Re: pg_collation.collversion for C.UTF-8

From: Thomas Munro <thomas(dot)munro(at)gmail(dot)com>
To: Jeff Davis <pgsql(at)j-davis(dot)com>
Cc: Daniel Verite <daniel(at)manitou-mail(dot)org>, pgsql-hackers(at)postgresql(dot)org
Subject: Re: pg_collation.collversion for C.UTF-8
Date: 2023-06-22 21:22:19
Message-ID: CA+hUKGK-wJoNsCr3vU-vfCp2X0eKH3+THzEbcbJ_UKxp0kLB=g@mail.gmail.com
Views: Raw Message | Whole Thread | Download mbox | Resend email
Thread:
Lists: pgsql-hackers

On Tue, Jun 20, 2023 at 6:48 AM Jeff Davis <pgsql(at)j-davis(dot)com> wrote:
> On Sat, 2023-06-17 at 17:54 +1200, Thomas Munro wrote:
> > > Would it be correct to interpret LC_COLLATE=C.UTF-8 as
> > > LC_COLLATE=C,
> > > but leave LC_CTYPE=C.UTF-8 as-is?
> >
> > Yes.
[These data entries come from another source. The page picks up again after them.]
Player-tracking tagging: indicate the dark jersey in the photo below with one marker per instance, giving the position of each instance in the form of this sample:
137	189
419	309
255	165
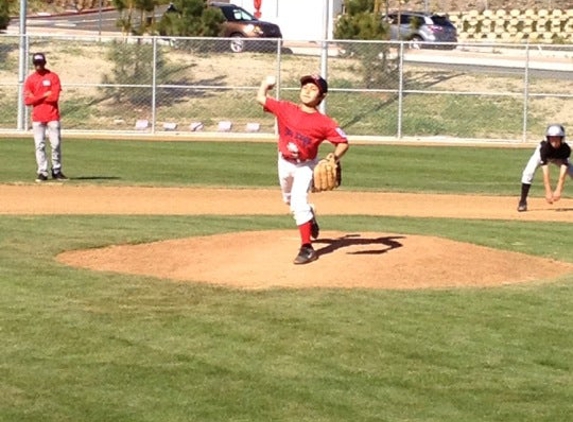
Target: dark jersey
548	153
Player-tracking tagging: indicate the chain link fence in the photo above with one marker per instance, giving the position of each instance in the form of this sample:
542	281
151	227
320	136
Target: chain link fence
378	90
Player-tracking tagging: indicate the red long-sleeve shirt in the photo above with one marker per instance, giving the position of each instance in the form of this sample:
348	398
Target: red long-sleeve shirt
42	91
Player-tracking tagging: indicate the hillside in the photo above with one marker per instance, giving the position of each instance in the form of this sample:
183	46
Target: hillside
444	6
465	5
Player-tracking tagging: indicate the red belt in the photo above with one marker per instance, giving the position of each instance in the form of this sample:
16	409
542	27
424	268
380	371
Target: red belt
293	160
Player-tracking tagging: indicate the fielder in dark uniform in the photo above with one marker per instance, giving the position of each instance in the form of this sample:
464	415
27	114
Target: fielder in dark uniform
552	150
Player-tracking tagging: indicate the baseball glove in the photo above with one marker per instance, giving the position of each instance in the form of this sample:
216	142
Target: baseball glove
327	174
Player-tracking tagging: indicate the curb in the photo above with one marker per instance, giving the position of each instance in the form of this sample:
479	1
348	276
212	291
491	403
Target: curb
63	14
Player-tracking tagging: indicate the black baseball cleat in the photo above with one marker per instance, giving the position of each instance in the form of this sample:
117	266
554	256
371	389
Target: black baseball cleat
305	255
58	175
314	228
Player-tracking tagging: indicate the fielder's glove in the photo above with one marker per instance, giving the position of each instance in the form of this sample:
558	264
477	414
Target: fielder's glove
327	174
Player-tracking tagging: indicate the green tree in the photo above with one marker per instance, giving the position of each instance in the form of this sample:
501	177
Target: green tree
363	21
4	14
136	17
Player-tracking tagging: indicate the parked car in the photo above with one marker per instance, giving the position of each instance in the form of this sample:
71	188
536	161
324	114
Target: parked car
244	30
422	29
240	24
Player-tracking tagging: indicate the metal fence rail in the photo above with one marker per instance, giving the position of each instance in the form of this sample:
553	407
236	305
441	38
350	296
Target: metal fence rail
378	89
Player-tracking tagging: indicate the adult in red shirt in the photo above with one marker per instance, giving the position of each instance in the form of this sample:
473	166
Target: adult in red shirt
302	128
42	92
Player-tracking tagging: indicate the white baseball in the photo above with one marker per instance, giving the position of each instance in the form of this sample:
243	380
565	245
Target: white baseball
271	80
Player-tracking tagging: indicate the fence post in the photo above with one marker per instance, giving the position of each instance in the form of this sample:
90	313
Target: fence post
400	89
525	93
154	88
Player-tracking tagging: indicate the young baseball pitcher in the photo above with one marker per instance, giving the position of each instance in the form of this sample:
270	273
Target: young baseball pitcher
301	129
552	150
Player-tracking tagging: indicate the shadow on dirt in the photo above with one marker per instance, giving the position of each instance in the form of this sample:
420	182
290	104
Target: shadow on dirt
383	244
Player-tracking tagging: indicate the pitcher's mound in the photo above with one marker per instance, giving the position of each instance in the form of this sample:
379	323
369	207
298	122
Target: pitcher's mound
261	260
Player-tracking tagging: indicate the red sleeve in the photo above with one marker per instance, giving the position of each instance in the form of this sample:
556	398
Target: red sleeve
29	98
335	134
56	89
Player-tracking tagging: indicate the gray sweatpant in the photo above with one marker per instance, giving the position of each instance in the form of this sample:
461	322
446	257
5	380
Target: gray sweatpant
53	131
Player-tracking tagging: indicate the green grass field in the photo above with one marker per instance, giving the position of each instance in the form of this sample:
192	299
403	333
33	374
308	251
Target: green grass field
84	346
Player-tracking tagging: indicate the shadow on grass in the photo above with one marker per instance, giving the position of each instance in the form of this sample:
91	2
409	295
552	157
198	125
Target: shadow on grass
95	178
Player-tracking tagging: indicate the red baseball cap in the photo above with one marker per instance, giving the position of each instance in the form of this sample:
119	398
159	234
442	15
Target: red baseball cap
318	80
39	58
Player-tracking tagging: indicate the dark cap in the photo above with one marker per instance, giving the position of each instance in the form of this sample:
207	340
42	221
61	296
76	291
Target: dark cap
318	80
38	58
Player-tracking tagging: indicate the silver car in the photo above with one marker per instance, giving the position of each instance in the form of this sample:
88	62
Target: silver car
422	30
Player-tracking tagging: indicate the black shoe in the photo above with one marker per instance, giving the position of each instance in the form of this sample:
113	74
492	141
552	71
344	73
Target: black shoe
305	255
58	175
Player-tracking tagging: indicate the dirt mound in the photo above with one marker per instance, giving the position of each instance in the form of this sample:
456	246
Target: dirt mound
263	260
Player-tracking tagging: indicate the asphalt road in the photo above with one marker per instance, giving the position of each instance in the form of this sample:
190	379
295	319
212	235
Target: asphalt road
541	65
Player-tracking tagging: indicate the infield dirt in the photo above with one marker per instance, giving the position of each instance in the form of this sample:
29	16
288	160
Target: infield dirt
263	259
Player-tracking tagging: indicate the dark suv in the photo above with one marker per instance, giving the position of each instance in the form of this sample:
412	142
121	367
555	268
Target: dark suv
422	29
241	25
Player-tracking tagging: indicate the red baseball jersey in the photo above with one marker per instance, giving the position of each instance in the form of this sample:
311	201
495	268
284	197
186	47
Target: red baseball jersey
306	131
45	109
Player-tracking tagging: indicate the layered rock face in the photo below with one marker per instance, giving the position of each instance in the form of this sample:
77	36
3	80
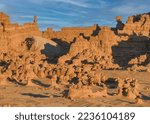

The basic idea, at least for these two OSes, is that every
> > category behaves as if set to C, except LC_CTYPE.
>
> If that's true, and we version C.UTF-8, then users could still get the
> behavior they want, a stable collation order, and benefit from the
> optimized code path by setting LC_COLLATE=C and LC_CTYPE=C.UTF-8.
>
> The only caveat is to be careful with things that depend on ctype in
> indexes and constraints. While still a problem, it's a smaller problem
> than unversioned collation. We should think a little more about solving
> it, because I think there's a strong case to be made that a default
> collation of C and a database ctype of something else is a good
> combination (it makes less sense for a case-insensitive collation, but
> those aren't allowed as a default collation).
>
> In any case, we're better off following the rule "version anything that
> goes to any external provider, period". And by "version", I really mean
> a best effort, because we don't always have great information, but I
> think it's better to record what we do have than not. We have just seen
> too many examples of weird behavior. On top of that, it's simply
> inconsistent to assume that C=C.UTF-8 for collation version, but not
> for the collation implementation.

Yeah, OK, you're convincing me. It's hard to decide because our model
is basically wrong so it's only warning you about potential ctype
changes by happy coincidence, but even in respect of sort order it was
probably a mistake to start second-guessing what libc is doing, and
with that observation about the C/C.UTF-8 combination, at least an
end-user has a way to opt in/out of this choice. I'll try to write a
concise commit message for Daniel's patch explaining all this and we
can see about squeaking it into beta2.

> Use rs might get frustrated that the collation for C.UTF-8 is versioned,
> of course. But I don't think it will affect anyone for quite some time,
> because existing users will have a datcollversion=NULL; so they won't
> get the warnings until they refresh the versions (or create new
> collations/databases), and then after that upgrade libc. Right? So they
> should have time to adjust to use LC_COLLATE=C if that's what they
> want.

Yeah.

> An alternative would be to define lc_collate_is_c("C.UTF-8") == true
> while leaving lc_ctype_is_c("C.UTF-8") == false and
> get_collation_actual_version("C.UTF-8") == NULL. In that case we would
> not be passing it to an external provider, so we don't have to version
> it. But that might be a little too magical and I'm not inclined to do
> that.

Agreed, let's not do any more of that sort of thing.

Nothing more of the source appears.